L’enjeu des années à venir : entre pillage des ressources et contrôle social
L’arrivée récente d’Elon Musk à la direction du Department of Government Efficiency (DOGE) a soulevé de nouvelles inquiétudes concernant l’avenir de l’État social américain. En quelques semaines, DOGE a licencié près de 30 000 membres du personnel des administrations et multiplié les annonces sensationnelles, comme l’usage de l’IA pour remplacer le personnel congédié.
Pour Eubanks, ni Musk ni l’administration Trump ne sont particulièrement innovants sur le plan technologique : « Ce sont simplement des aspirants oligarques, qui appliquent un modèle à la russe et font miroiter tout un ensemble de technologies pour ce faire. »
Néanmoins, les conséquences risquent d’être considérables. Dans les premières semaines de l’administration Trump, d’importants investissements dans l’IA ont été annoncés en parallèle de près de 1 000 milliards de dollars de coupes budgétaires dans les programmes d’aide alimentaire (SNAP) et Medicaid.
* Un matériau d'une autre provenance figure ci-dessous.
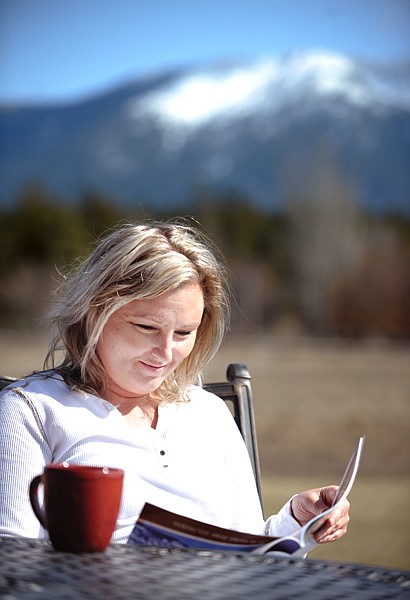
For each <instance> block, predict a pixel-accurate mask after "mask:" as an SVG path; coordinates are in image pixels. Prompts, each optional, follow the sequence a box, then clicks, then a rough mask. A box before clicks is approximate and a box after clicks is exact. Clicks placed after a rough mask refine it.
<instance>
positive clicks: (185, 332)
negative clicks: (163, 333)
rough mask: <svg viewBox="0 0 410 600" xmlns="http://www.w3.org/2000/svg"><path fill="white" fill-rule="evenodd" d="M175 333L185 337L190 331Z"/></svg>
mask: <svg viewBox="0 0 410 600" xmlns="http://www.w3.org/2000/svg"><path fill="white" fill-rule="evenodd" d="M175 333H176V335H179V336H181V337H187V336H188V335H191V333H192V331H176V332H175Z"/></svg>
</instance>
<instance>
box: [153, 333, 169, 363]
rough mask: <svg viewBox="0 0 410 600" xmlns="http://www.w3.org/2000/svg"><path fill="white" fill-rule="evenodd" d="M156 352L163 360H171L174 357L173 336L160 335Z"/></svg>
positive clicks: (154, 349) (161, 358)
mask: <svg viewBox="0 0 410 600" xmlns="http://www.w3.org/2000/svg"><path fill="white" fill-rule="evenodd" d="M156 341H157V343H156V345H155V349H154V353H155V354H156V355H157V356H158V357H160V358H161V359H162V360H164V361H166V362H169V361H170V360H171V359H172V349H173V340H172V336H168V335H160V336H158V338H157V340H156Z"/></svg>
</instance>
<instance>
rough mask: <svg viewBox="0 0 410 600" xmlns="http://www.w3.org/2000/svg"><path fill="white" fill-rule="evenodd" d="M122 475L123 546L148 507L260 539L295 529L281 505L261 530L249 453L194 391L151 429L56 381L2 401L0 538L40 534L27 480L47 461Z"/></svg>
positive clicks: (229, 412)
mask: <svg viewBox="0 0 410 600" xmlns="http://www.w3.org/2000/svg"><path fill="white" fill-rule="evenodd" d="M64 461H67V462H69V463H75V464H80V465H94V466H108V467H111V468H120V469H123V470H124V472H125V478H124V488H123V496H122V503H121V507H120V511H119V515H118V519H117V525H116V529H115V532H114V534H113V541H114V542H126V541H127V539H128V537H129V535H130V533H131V530H132V528H133V525H134V523H135V521H136V519H137V518H138V516H139V514H140V512H141V510H142V507H143V505H144V503H145V502H150V503H151V504H155V505H157V506H160V507H162V508H165V509H167V510H170V511H173V512H175V513H178V514H182V515H185V516H188V517H191V518H193V519H198V520H201V521H204V522H207V523H212V524H214V525H218V526H221V527H227V528H230V529H234V530H237V531H244V532H248V533H256V534H266V533H267V534H268V535H275V536H276V535H287V534H291V533H292V532H294V531H295V530H296V529H298V524H297V522H296V521H295V520H294V519H293V518H292V516H291V514H290V508H289V503H287V504H286V505H285V506H284V507H283V508H282V509H281V510H280V512H279V513H278V514H277V515H273V516H272V517H270V518H269V519H268V521H267V522H266V523H265V521H264V518H263V515H262V509H261V505H260V501H259V497H258V493H257V489H256V485H255V480H254V476H253V472H252V467H251V464H250V460H249V456H248V452H247V450H246V447H245V444H244V442H243V439H242V436H241V434H240V432H239V430H238V428H237V426H236V424H235V422H234V420H233V418H232V416H231V414H230V412H229V410H228V408H227V407H226V405H225V403H224V402H223V400H221V399H220V398H219V397H217V396H215V395H213V394H211V393H209V392H206V391H205V390H203V389H201V388H199V387H195V386H193V387H192V389H191V391H190V393H189V401H188V402H184V403H170V404H164V405H160V406H159V416H158V424H157V427H156V429H153V428H150V427H141V428H138V429H131V428H129V427H128V425H127V423H126V421H125V420H124V418H123V417H122V415H121V413H120V412H119V411H118V410H117V408H116V407H115V406H113V405H112V404H111V403H109V402H107V401H105V400H103V399H101V398H99V397H97V396H94V395H91V394H85V393H78V392H73V391H72V390H70V389H69V387H68V386H67V385H66V384H65V382H64V381H63V380H62V378H61V377H59V376H58V375H53V377H47V378H44V377H43V376H39V375H37V376H31V377H29V378H27V379H23V380H20V381H19V382H17V383H16V384H13V385H12V386H11V387H9V388H7V389H6V390H4V391H3V392H2V393H1V394H0V535H3V536H25V537H31V538H37V537H46V535H47V534H46V532H45V531H44V530H43V529H42V527H41V526H40V524H39V522H38V520H37V518H36V517H35V515H34V512H33V510H32V508H31V505H30V501H29V496H28V489H29V484H30V482H31V480H32V479H33V478H34V477H35V476H36V475H38V474H40V473H42V472H43V469H44V466H45V465H46V464H49V463H62V462H64Z"/></svg>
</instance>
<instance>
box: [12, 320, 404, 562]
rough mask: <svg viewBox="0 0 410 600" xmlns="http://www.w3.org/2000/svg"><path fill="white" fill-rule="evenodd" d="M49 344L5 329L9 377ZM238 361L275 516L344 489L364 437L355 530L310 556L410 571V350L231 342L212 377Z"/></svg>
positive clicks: (262, 475)
mask: <svg viewBox="0 0 410 600" xmlns="http://www.w3.org/2000/svg"><path fill="white" fill-rule="evenodd" d="M46 346H47V340H46V338H45V336H44V335H43V334H41V333H37V334H32V333H26V334H25V333H18V334H17V333H13V332H5V331H3V332H1V331H0V372H2V373H5V374H9V375H14V376H19V375H22V374H24V373H26V372H29V371H31V370H34V369H38V368H41V366H42V359H43V357H44V354H45V349H46ZM229 362H242V363H245V364H247V365H248V367H249V369H250V371H251V375H252V388H253V392H254V398H255V416H256V426H257V434H258V444H259V452H260V458H261V470H262V479H263V483H262V485H263V493H264V508H265V512H266V513H271V512H274V511H275V510H276V509H277V508H279V506H280V505H281V504H282V503H283V502H284V501H285V500H286V499H287V498H288V497H289V496H290V495H291V494H292V493H294V492H296V491H300V490H301V489H306V488H309V487H316V486H320V485H325V484H327V483H337V482H338V480H339V479H340V477H341V475H342V472H341V471H342V470H343V467H344V465H345V463H346V461H347V459H348V458H349V456H350V454H351V452H352V449H353V447H354V445H355V444H356V441H357V439H358V437H359V435H362V434H364V435H366V445H365V449H364V455H363V462H362V465H361V468H360V471H359V475H358V479H357V481H356V484H355V487H354V489H353V491H352V493H351V496H350V500H351V504H352V508H351V517H352V519H351V524H350V527H349V533H348V535H347V536H345V538H344V539H343V540H340V541H339V542H336V543H334V544H327V545H324V546H321V547H319V548H317V549H315V550H314V551H313V552H312V553H311V555H310V557H311V558H325V559H329V560H342V561H350V562H359V563H367V564H378V565H383V566H392V567H397V568H404V569H410V516H409V515H410V511H409V507H410V502H409V500H410V461H409V456H410V346H408V345H407V346H406V345H397V344H396V345H393V344H390V343H387V342H381V341H379V342H377V343H376V342H373V343H369V342H366V343H365V342H362V343H358V344H348V343H341V342H338V341H329V340H327V341H324V340H323V341H317V340H316V341H314V340H310V339H306V338H301V337H298V336H294V337H292V336H289V335H286V336H280V337H277V338H276V337H271V336H269V337H264V338H255V339H251V338H248V339H246V340H244V339H240V340H236V339H231V340H228V341H227V342H226V343H225V344H224V345H223V347H222V348H221V350H220V353H219V355H218V357H217V358H216V359H215V360H214V361H213V363H212V364H211V365H210V366H209V367H208V369H207V372H206V379H207V380H208V381H211V380H221V379H224V377H225V370H226V366H227V365H228V363H229Z"/></svg>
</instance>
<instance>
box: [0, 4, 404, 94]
mask: <svg viewBox="0 0 410 600" xmlns="http://www.w3.org/2000/svg"><path fill="white" fill-rule="evenodd" d="M409 32H410V0H0V103H4V102H33V101H34V102H38V101H64V100H71V99H76V98H82V97H85V96H87V95H90V94H93V93H98V92H99V91H102V90H104V89H107V88H109V87H111V86H112V85H116V84H120V83H122V82H124V81H127V80H129V79H132V78H135V77H139V76H142V75H145V74H148V73H152V72H155V71H157V70H161V69H166V68H169V67H174V66H181V65H186V64H190V63H193V62H200V63H203V62H207V61H216V60H225V59H227V60H229V59H253V58H260V57H263V56H281V55H284V54H286V53H288V52H291V51H294V50H308V49H315V50H317V49H321V50H327V51H334V52H340V53H343V54H348V55H349V56H352V57H357V58H364V59H367V60H382V61H390V60H396V59H410V34H409Z"/></svg>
Eubanks identifie une double stratégie à l’œuvre : d’une part, « un effort très structuré pour discipliner les citoyens, en particulier ceux qui ne sont ni blancs, ni riches, et qui ne sont pas nés sur le sol national », et d’autre part, « une forme de pillage des ressources de l’État », comme en témoigne le démantèlement du National Forest Service ou celui du FEMA, l’Agence fédérale de gestion des situations d’urgence.
« Saper le fonctionnement et la confiance dans ces formes collectives de protection et de soin est une stratégie qui permet autant d’enrichir certains acteurs privés que de renforcer le contrôle social », conclut Eubanks.